10 fun ways to teach your children about money!

As a parent it’s up to you to try teach your children good money habits so you can set them up for life with good financial skills. Whether or not you were lucky enough to be taught the basics about money from a young age, it’s an important life skill to pass onto your kids. But how do you go about it in a way that’s fun and educational at the same time?
We have put together this list of 10 fun ways to teach your children about money to help you teach them one of the most important life skills: financial literacy!

  1. Don’t talk negatively about money in front of your children. They will pick up on negative habits towards money, and live by your example. As with anything, set them the best example as you can! Even if you’re not in the best situation financially, teach them how you’re learning from your mistakes by repaying your debt, instead of what a nightmare money can be!
  2. Give them an allowance. Start with something little, and alter it by what age each child is. Monitor their spending habits and build a picture of what each child is like with their money. That way you can tailor what to work on with each individual child.
  3. Create a job chart. You can make your own spreadsheet to monitor them or https://myjobchart.com/ is a great resource which also teaches them about money management and good work ethics! Making bigger jobs earn more money will begin to teach them about value, and make some jobs earn nothing as their normal household contribution.
  4. Start a savings account. You could start with an amount like $50.00, so you can show them how interest works. Let them know they can add to this at any time, but if they want to take money from here for something they will have to sit down with you and discuss why and what for. You don’t have to say no, but just make sure they understand the consequences.
  5. Give them spend and save jars. They can put as much as they want in each jar, but each time they do explain what it will mean for them. For example, if one child only puts money in their spend jar, explain that the child who has been saving will have more money when it comes to holidays. Take them to the bank each month and let them deposit their money.
  6. Teach them about wants vs needs. It is important to explain the idea to them when they’re spending their money, but not to stop them if it is a want. Let them learn from their mistakes, and make sure when you weigh it up for something that you explain why you did or didn’t buy it.
  7. Reward your children for saving on household costs. Teach them about how switching lights off when you’re not using them and having shorter showers saves you money.
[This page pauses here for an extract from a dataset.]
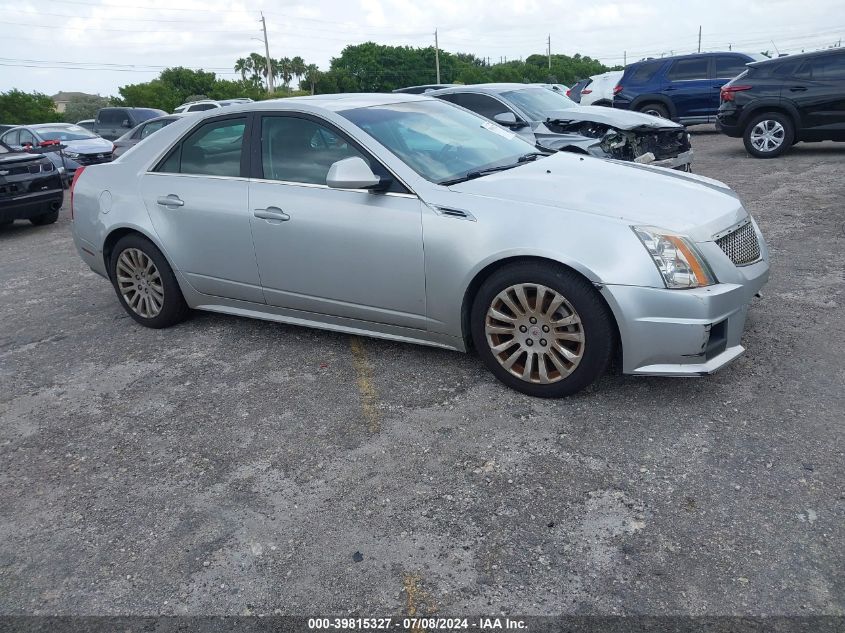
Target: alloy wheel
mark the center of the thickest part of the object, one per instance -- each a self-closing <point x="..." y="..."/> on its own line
<point x="139" y="283"/>
<point x="767" y="136"/>
<point x="534" y="333"/>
Then if they have helped with a significant saving, reward them with some extra money in their allowance. This will begin to teach them ways to bring costs down.
  8. When you’re shopping for groceries, ask them questions about cost, to get them thinking about why products cost different prices. For example, why do you think the Arnotts’ biscuits cost more than the budget brand? Get them to think about quality vs cost, branding, different sizes, and discounts. Also explain why you would choose one product over another, when researching your own buys.
  9. Get them to buy a specific product, compare amongst brands, and explain to you why they chose this one. An example is toothpaste. Ask them to explain the value they saw in the specific product, for example “this toothpaste was bigger!” You can explain the value of a bigger amount etc.
  10. Take them to the mall and ask them to observe different ways of spending and earning. Ask them questions about how they have paid (to help them understand different forms of spending), and on what? Is what they’re buying a necessity like groceries, or are they buying lunch at a flash restaurant. Get them to point out the people who are in fact earning money, and show them products someone could spend a whole day’s work on.